Увидев Алмаз, я восхитился силой ее духа и решимостью, с какой она отбывала ночные бдения у тюрьмы. А вот всякое уважение к императору я потерял. Даже Алмаз, стойкая монархистка, поколебалась в своей вере.

Никто всерьез не полагал, что Гхош участвовал в заговоре. Дело было в другом (и это касалось многих сотен задержанных): все решения принимал лично его величество Хайле Селассие – и не слишком торопился.

Каждый день мы ездили в Керчеле, оставляли передачу из разрешенных продуктов и забирали емкость из-под вчерашней. В очереди у тюрьмы все нам были теперь как родные.
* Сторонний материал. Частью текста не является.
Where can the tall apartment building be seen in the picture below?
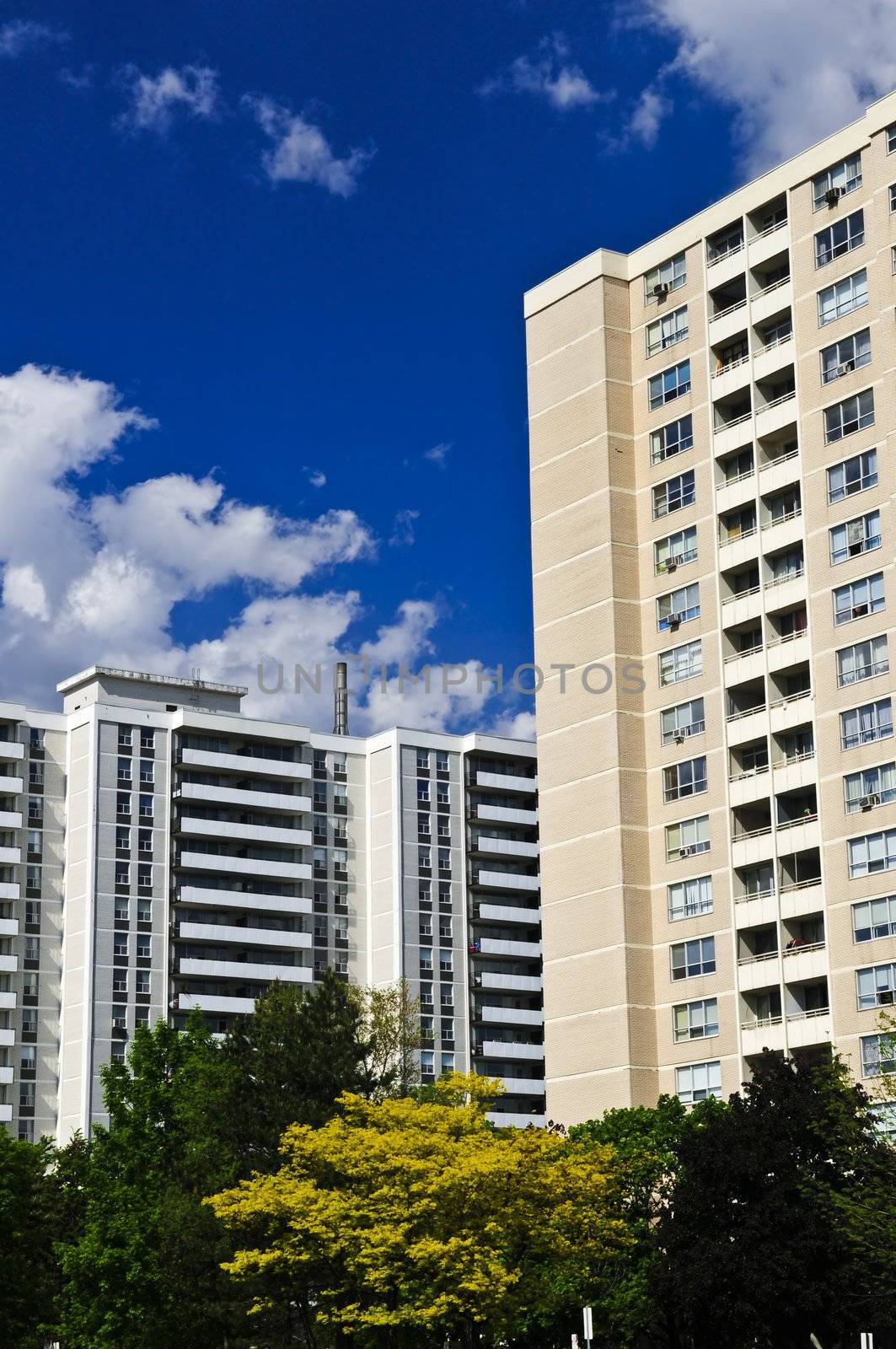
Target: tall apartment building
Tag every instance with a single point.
(713, 443)
(161, 852)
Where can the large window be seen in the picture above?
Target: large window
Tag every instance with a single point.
(679, 606)
(856, 536)
(853, 476)
(673, 438)
(680, 663)
(842, 297)
(861, 661)
(695, 1020)
(872, 853)
(673, 494)
(846, 355)
(698, 1081)
(840, 238)
(869, 787)
(687, 838)
(669, 384)
(855, 413)
(682, 721)
(689, 959)
(687, 779)
(840, 179)
(675, 551)
(866, 725)
(667, 331)
(873, 919)
(673, 273)
(858, 599)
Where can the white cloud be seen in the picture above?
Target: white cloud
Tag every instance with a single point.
(94, 577)
(19, 35)
(301, 152)
(155, 100)
(548, 76)
(791, 72)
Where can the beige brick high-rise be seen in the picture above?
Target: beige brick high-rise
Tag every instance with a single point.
(713, 428)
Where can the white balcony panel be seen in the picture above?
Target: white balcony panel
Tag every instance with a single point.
(244, 764)
(503, 982)
(211, 1002)
(507, 1050)
(792, 652)
(192, 968)
(528, 950)
(759, 975)
(804, 965)
(243, 937)
(507, 815)
(507, 847)
(236, 796)
(808, 1029)
(757, 1038)
(507, 782)
(772, 303)
(193, 895)
(509, 1016)
(750, 665)
(509, 1120)
(246, 867)
(251, 833)
(507, 881)
(507, 914)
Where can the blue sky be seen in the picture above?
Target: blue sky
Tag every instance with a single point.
(296, 238)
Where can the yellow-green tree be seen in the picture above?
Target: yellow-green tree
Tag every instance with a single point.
(409, 1221)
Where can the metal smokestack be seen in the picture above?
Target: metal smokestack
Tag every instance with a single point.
(341, 699)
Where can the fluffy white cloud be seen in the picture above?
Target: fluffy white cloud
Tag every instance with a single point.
(301, 152)
(548, 76)
(94, 578)
(155, 100)
(791, 72)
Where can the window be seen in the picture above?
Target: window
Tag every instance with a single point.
(680, 663)
(878, 1056)
(675, 551)
(861, 661)
(698, 1081)
(853, 476)
(869, 787)
(673, 438)
(868, 723)
(669, 384)
(851, 415)
(689, 899)
(695, 1020)
(682, 721)
(840, 179)
(842, 297)
(687, 838)
(673, 494)
(668, 330)
(687, 779)
(846, 355)
(875, 917)
(872, 853)
(840, 238)
(856, 536)
(679, 606)
(858, 598)
(669, 274)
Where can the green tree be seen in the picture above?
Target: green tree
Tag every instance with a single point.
(401, 1223)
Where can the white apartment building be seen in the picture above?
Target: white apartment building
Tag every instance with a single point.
(161, 852)
(713, 449)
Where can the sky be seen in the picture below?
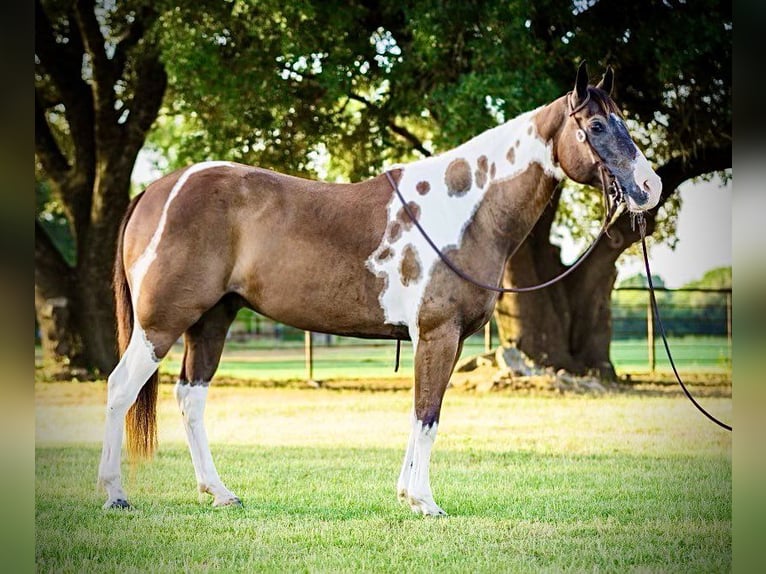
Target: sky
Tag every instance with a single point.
(704, 232)
(704, 237)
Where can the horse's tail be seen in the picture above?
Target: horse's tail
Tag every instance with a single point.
(141, 419)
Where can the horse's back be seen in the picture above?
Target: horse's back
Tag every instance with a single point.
(294, 249)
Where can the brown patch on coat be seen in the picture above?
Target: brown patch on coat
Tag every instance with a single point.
(482, 167)
(384, 255)
(409, 268)
(404, 218)
(458, 177)
(394, 232)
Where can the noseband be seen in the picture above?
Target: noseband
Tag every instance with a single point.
(609, 183)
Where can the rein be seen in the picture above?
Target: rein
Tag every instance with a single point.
(642, 229)
(607, 188)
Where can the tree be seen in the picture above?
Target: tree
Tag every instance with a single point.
(98, 85)
(673, 63)
(341, 89)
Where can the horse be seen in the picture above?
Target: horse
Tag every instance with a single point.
(202, 242)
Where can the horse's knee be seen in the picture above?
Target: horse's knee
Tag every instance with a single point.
(191, 401)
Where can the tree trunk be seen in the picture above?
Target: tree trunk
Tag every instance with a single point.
(74, 306)
(88, 160)
(568, 325)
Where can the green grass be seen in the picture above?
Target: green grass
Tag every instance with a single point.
(352, 360)
(616, 483)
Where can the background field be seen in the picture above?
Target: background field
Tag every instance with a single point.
(610, 483)
(355, 359)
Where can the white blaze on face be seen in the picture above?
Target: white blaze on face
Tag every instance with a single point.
(141, 266)
(445, 191)
(647, 181)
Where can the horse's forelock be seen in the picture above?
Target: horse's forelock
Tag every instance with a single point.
(605, 102)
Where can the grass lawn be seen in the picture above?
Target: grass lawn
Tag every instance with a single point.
(609, 483)
(352, 360)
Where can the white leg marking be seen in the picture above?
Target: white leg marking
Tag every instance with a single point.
(419, 493)
(134, 369)
(191, 401)
(404, 476)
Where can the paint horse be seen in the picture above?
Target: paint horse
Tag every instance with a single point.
(207, 240)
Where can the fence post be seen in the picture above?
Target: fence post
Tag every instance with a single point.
(309, 351)
(728, 320)
(488, 337)
(650, 332)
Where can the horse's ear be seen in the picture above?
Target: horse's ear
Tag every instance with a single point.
(607, 82)
(581, 84)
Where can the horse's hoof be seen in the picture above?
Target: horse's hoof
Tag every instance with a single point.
(118, 503)
(228, 502)
(426, 507)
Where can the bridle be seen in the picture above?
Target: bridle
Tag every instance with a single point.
(612, 198)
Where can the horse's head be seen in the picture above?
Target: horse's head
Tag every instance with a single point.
(594, 136)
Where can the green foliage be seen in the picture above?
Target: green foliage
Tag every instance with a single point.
(336, 91)
(52, 217)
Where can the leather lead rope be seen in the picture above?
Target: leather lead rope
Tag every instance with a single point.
(463, 275)
(642, 230)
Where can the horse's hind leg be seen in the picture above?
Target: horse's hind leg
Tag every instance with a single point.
(203, 346)
(137, 364)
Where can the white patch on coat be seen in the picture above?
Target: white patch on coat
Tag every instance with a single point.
(141, 266)
(445, 217)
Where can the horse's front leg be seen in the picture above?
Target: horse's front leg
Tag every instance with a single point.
(435, 357)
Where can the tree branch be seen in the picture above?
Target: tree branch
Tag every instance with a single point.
(47, 149)
(149, 90)
(104, 75)
(48, 260)
(59, 60)
(411, 138)
(63, 62)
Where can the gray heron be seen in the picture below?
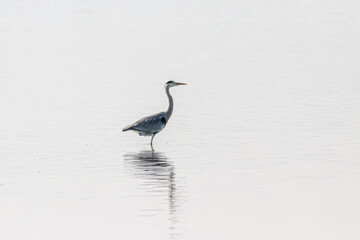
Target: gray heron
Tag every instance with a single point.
(152, 125)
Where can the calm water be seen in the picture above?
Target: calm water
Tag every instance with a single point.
(264, 142)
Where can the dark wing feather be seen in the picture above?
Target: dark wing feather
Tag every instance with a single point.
(149, 125)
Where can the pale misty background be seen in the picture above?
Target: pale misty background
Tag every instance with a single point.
(263, 143)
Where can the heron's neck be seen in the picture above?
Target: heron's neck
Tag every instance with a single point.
(171, 104)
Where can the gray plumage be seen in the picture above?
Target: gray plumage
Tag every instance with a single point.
(151, 125)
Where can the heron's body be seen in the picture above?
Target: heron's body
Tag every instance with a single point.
(151, 125)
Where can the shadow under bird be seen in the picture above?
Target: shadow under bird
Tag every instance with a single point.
(152, 125)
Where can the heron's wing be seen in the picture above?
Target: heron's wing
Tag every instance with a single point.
(150, 124)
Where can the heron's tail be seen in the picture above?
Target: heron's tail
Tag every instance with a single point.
(126, 128)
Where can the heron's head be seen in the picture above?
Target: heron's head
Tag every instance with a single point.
(173, 84)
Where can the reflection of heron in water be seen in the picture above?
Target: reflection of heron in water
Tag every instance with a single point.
(158, 173)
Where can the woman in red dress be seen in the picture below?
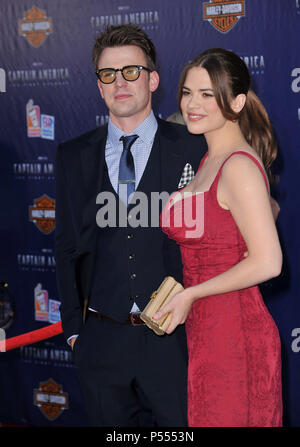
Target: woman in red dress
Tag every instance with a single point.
(224, 225)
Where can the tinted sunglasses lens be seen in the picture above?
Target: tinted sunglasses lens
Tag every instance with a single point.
(107, 76)
(131, 73)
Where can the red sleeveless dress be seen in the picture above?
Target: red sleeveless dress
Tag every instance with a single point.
(234, 373)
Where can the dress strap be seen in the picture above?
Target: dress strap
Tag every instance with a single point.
(249, 156)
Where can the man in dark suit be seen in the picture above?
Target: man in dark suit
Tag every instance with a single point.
(107, 271)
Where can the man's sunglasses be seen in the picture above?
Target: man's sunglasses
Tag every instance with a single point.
(129, 73)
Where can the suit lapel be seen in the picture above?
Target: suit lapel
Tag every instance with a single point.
(92, 161)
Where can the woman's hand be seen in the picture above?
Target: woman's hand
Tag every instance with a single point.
(179, 306)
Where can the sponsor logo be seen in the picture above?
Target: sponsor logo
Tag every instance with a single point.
(38, 125)
(296, 81)
(41, 303)
(45, 309)
(2, 80)
(2, 340)
(43, 261)
(51, 399)
(42, 214)
(255, 64)
(296, 342)
(144, 19)
(35, 26)
(223, 14)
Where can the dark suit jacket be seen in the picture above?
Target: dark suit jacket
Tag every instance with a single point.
(79, 168)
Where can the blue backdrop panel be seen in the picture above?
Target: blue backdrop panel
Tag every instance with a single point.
(49, 94)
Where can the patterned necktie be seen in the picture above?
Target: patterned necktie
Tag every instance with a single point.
(126, 168)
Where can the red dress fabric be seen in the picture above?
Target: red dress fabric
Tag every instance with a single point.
(234, 374)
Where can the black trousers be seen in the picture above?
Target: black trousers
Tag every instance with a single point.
(131, 377)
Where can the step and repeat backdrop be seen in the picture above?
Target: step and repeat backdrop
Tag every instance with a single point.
(48, 94)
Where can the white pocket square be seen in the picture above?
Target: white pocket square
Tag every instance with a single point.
(187, 176)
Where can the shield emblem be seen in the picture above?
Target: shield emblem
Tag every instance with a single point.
(224, 14)
(51, 399)
(35, 26)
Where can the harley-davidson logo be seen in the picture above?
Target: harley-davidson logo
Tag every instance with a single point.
(224, 14)
(35, 26)
(42, 214)
(51, 399)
Здесь мы узнавали последние новости и свежие слухи. Говорили, например, что император каждое утро выходит в дворцовый сад на прогулку, где к нему каждый в свой черед обращаются с докладами министр госбезопасности, министр внутренних дел и министр юстиции. Император гуляет, а государственные мужи почтительно следуют за ним и с расстояния в три шага сообщают о реальных происшествиях, а также передают сплетни, причем каждый последующий тщится разгадать, где расставил ловушки предыдущий, и осторожно подбирает слова. Лулу, монарший предсказатель, вроде бы пописал кое-кому на ботинок, и теперь все ломают голову, знак ли это особого доверия или, напротив, человек угодил в опалу…

На следующий день, ровно через сутки после того, как я наведался к сестре Мэри Джозеф Прейз, нам разрешили свидание с Гхошем.

Тюремный двор с лужайкой и громадными тенистыми деревьями выглядел как место для пикников. На этом фоне заключенные казались какими-то стволиками без листьев.

Я сразу приметил в толпе Гхоша. Шива и я бросились ему в объятия, не замечая бритой головы и исхудалого лица. Боль из груди исчезла – вот это я успел заметить. Густой запах немытого тела, которым пропиталась его одежда, расстроил меня, разве можно так опускаться? Подошли матушка и Хема, мы немного посторонились, но из опасения, что Гхош исчезнет на глазах, я придерживал его одной рукой. Некоторым людям худоба к лицу, но Гхош без своих пухлых щек и второго подбородка казался каким-то усохшим.

Алмаз стояла немного позади, ее лицо почти целиком скрывал платок. Гхош высвободился из объятий Хемы и матушки и подошел к ней. Алмаз низко поклонилась и хотела коснуться его ног, но Гхош перехватил ее руки и поцеловал. Они обнялись.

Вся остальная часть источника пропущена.